Tunisie : Une meilleure utilisation des ressources pour mieux les préserver

L’assainissement constitue un des indicateurs importants dans le développement humain. En effet, les habitants quel que soit leur lieu de résidence ont  le droit de vivre dans un  milieu salubre et propre grâce au raccordement de leurs logements au réseau national de l’assainissement.

 

En Tunisie, d’importants projets en matière de raccordement des unités d’habitations audit réseau et de création de stations d’épuration sont érigés. L’objectif consiste, en définitive, à assurer une meilleure qualité de vie aux  citoyens conformément aux objectifs tracés. En milieu urbain, le raccordement au réseau public d’assainissement a été généralisé  à tous les quartiers et les efforts se poursuivent encore  pour consolider cette   infrastructure.

D’ailleurs, les bailleurs de fonds internationaux, comme la Banque mondiale, ont toujours fait confiance aux projets de la Tunisie qui a acquis une réputation pour la bonne gouvernance et la gestion rationnelle des deniers publics. Récemment, et plus exactement le 17 juin 2010, les administrateurs de  la Banque mondiale ont approuvé deux prêts et un don du Fonds pour l'environnement mondial en soutien au programme de développement de la Tunisie.

Plus besoin de détruire

Il s’agit de contribuer au financement du projet d’assainissement du nord de Tunis pour un coût total de 68.63 millions de dollars US. A la faveur de ce projet, il sera possible de réduire l’impact des rejets d’eaux usées traitées dans le golfe de Tunis  sur l’environnement.
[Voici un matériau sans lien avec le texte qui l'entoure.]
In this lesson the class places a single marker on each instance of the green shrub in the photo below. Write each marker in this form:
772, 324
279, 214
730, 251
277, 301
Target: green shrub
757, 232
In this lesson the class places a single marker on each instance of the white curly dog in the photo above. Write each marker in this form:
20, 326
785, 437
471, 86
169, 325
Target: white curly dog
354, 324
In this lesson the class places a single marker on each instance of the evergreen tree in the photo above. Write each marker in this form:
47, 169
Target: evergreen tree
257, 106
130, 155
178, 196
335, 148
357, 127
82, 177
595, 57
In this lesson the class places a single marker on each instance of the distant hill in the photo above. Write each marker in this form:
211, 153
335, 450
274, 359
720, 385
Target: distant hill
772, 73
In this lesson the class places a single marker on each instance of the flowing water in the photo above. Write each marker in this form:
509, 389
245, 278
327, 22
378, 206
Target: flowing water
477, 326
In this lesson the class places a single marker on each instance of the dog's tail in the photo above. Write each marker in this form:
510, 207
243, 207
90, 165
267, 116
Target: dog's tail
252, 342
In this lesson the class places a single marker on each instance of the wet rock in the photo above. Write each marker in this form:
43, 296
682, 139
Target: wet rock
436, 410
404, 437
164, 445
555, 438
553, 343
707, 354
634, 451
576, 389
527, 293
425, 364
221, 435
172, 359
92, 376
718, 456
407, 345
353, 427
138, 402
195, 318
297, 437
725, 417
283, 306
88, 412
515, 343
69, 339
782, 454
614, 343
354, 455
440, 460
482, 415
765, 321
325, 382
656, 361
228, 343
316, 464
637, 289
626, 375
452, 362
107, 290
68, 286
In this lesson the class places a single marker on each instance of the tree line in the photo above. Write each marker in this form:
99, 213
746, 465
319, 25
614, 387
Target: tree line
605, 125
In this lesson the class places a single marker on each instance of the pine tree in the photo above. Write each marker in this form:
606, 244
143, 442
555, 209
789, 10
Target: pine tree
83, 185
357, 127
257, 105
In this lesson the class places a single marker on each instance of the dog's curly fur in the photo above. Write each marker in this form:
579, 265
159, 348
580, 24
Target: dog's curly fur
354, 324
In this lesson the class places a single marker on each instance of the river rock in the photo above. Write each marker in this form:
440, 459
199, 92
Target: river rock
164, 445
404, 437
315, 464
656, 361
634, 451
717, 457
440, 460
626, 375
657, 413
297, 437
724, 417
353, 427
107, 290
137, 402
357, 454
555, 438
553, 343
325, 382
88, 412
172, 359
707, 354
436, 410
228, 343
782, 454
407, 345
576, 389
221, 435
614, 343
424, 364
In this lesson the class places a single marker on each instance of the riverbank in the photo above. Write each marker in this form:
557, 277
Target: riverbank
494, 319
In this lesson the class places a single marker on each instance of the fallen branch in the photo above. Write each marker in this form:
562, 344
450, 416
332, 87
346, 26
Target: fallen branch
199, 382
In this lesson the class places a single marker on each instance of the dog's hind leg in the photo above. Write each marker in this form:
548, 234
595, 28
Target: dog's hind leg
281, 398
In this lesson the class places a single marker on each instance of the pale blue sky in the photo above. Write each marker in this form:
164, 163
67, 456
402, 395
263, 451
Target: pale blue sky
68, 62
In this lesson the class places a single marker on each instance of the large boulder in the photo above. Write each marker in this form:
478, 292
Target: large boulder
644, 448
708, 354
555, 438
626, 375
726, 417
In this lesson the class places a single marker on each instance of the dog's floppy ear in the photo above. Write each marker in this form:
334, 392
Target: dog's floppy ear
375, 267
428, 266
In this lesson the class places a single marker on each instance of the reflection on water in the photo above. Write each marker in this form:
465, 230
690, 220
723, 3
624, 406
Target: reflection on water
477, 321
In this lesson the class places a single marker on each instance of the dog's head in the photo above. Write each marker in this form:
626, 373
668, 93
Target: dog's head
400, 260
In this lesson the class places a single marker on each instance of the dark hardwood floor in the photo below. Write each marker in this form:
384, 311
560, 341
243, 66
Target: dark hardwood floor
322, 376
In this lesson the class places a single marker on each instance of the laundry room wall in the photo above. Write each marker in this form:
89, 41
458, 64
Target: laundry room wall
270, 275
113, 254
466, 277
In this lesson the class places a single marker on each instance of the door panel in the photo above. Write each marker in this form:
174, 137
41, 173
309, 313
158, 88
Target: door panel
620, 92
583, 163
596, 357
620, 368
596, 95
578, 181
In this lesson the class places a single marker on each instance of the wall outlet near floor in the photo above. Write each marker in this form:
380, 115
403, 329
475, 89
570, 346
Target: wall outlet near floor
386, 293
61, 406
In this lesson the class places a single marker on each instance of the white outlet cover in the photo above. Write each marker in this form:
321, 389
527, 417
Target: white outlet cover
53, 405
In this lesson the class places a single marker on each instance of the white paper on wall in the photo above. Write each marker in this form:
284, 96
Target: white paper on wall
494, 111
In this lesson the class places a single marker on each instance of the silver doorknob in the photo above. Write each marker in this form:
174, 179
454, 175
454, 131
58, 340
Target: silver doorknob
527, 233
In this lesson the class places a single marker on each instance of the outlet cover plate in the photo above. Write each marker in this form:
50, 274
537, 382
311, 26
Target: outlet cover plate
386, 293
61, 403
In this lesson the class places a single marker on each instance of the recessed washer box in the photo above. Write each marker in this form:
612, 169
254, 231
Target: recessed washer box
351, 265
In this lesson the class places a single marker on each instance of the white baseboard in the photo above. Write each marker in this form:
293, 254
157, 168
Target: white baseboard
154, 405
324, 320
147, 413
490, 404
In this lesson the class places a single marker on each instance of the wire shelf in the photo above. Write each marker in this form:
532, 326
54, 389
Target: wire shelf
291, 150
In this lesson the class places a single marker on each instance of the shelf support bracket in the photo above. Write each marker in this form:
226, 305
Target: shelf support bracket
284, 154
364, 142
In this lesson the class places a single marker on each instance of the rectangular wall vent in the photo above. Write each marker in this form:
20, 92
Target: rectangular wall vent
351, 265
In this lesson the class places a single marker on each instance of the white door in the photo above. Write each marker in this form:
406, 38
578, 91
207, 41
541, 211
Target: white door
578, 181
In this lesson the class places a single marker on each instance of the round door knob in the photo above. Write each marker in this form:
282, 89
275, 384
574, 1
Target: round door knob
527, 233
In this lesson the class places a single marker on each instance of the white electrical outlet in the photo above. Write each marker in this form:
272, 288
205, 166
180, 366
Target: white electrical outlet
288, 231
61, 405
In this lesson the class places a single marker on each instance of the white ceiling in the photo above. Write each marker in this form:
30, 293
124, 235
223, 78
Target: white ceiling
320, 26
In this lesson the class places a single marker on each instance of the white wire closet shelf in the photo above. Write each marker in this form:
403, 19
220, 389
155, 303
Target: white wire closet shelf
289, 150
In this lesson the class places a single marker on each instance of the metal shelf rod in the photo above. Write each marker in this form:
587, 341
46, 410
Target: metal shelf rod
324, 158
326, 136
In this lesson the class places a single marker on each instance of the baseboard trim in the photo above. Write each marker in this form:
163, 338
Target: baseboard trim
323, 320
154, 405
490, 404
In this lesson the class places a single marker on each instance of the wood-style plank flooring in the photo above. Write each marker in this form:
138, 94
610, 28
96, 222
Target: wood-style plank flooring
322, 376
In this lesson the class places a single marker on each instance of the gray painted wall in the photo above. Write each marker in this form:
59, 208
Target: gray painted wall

Un émissaire en mer sera construit, ce qui devrait améliorer sensiblement la qualité de l’eau sur les plages de Tunis Nord pour le grand bonheur des estivants locaux et des touristes qui visitent notre pays pour profiter du soleil et    de la mer,

Un autre objectif a   été fixé pour ce projet, à savoir le soutien de la mise en œuvre du programme national de réutilisation des eaux usées traitées. A noter que les usées traitées ne sont pas actuellement suffisamment utilisées. Certains industriels et agriculteurs font certes usage de ces eaux qui servent aussi à l’irrigation des espaces verts et des terrains de golf, mais cela n’est guère  suffisant dans la mesure où de grandes quantités sont encore   déversées dans les milieux réceptifs.

En tout cas, le projet en question vise à appuyer la première phase d’application du programme national de réutilisation des eaux usées traitées par l'Office national de l’assainissement (ONAS). L’infrastructure sera développée pour augmenter la quantité et améliorer la qualité des eaux usées traitées mises à la disposition des agriculteurs. Ces derniers sont encouragés à recourir à l’eau traitée pour l’irrigation de certaines cultures en vue d’encourager leur réutilisation au niveau du périmètre irrigué de Borj Touil. Ce projet est financé par un prêt de la Bird de 52 millions de dollars US et un don du Fonds pour l'environnement mondial (FEM) de 8.03 millions de dollars US. Le gouvernement tunisien contribue à ce projet à hauteur de 8.6 millions de dollars.

Le deuxième projet concerne la gestion des ressources naturelles pour un montant de 57,84 millions de dollars. C’est un appui financier aux différents secteurs de l’eau, de l’environnement et de l’agriculture. Une fois le projet concrétisé, il est attendu une amélioration   des conditions de vie des communautés rurales dans trois gouvernorats, en l’occurrence Jendouba, Kasserine et Médenine.

L’accès à l’infrastructure et aux services de base sera facilité à la faveur de ce projet. Mieux encore,  les activités génératrices de revenus seront développées, ce qui va améliorer le revenu des familles qui n’auront plus besoin de détruire les ressources naturelles pour vivre.  D’ailleurs, les bonnes pratiques de gestion des ressources naturelles seront favorisées grâce à la promotion d’une approche intégrée de développement communautaire.

Le projet vise également à réduire la menace de la dégradation des terres, ainsi que le changement climatique et la pollution d’origine terrestre affectant la mer Méditerranée. Les commissariats régionaux au développement agricole (Crda) et les institutions locales de développement seront assistés. L’approche participative intégrée dans les investissements et la planification communautaire locale du développement dans 72 imadas seront évidemment encouragées  (et éventuellement d’autres) dans les trois gouvernorats précités.

La Banque mondiale appuie en Tunisie un total de quatre projets dans le secteur de l’eau et six dans le secteur de l’environnement. Cela va intégrer de nouvelles pratiques respectueuses de l’environnement dans le cadre d’une approche participative.